I’m calculating the pairwise attention score between neighbors. I’m currently using for loops to calculate it, but I don’t think this is quite effective dgl code. I wonder how I can use native functions like update_all to calculate this? The calculation is simple, given two nodes of an edge you just compute score=h_src^T*A*h_dst. Looking at the docs, I think I can use apply_edges to first populate the edges with scores, but what’s next? Any help is appreciated, thanks!

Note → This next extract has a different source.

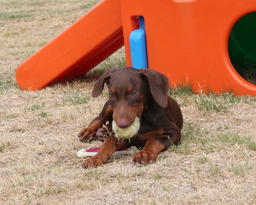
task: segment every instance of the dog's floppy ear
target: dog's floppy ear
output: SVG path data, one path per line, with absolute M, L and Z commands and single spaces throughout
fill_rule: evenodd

But in GAT implementation the scores from different neighbors will eventually be reduced and thus can’t distinguish between neighbors. I need to gather something like an NxN matrix that specifies the score from any pair of connected nodes, node 1 to node 2, etc.

Will using apply_edge and then looping over all edges be significantly slower than something else?

What do you mean by “the scores from different neighbors will eventually be reduced and thus can’t distinguish between neighbors”? The attention scores are computed with a_{ij}=\frac{e^{z_{ij}}}{\sum_{k\in\mathcal{N}(j)}e^{z_{kj}}} and two edges (i_1, j) and (i_2, j) will indeed have different attention scores.

If you just want to retrieve and export the attention scores to a sparse matrix, you can follow the example here.

`apply_edges`

compute output edge feature given input source/destination node feature and edge features. To implement Transformer-like dot product attention score, you can use

```
import dgl.function as fn
g.apply_edges(fn.u_dot_v(...))
```

and edge_softmax function computes the attention weight normalized by destination/source nodes.

Could you please elaborate more on “distinguish between neighbors” so that I could understand your scenario?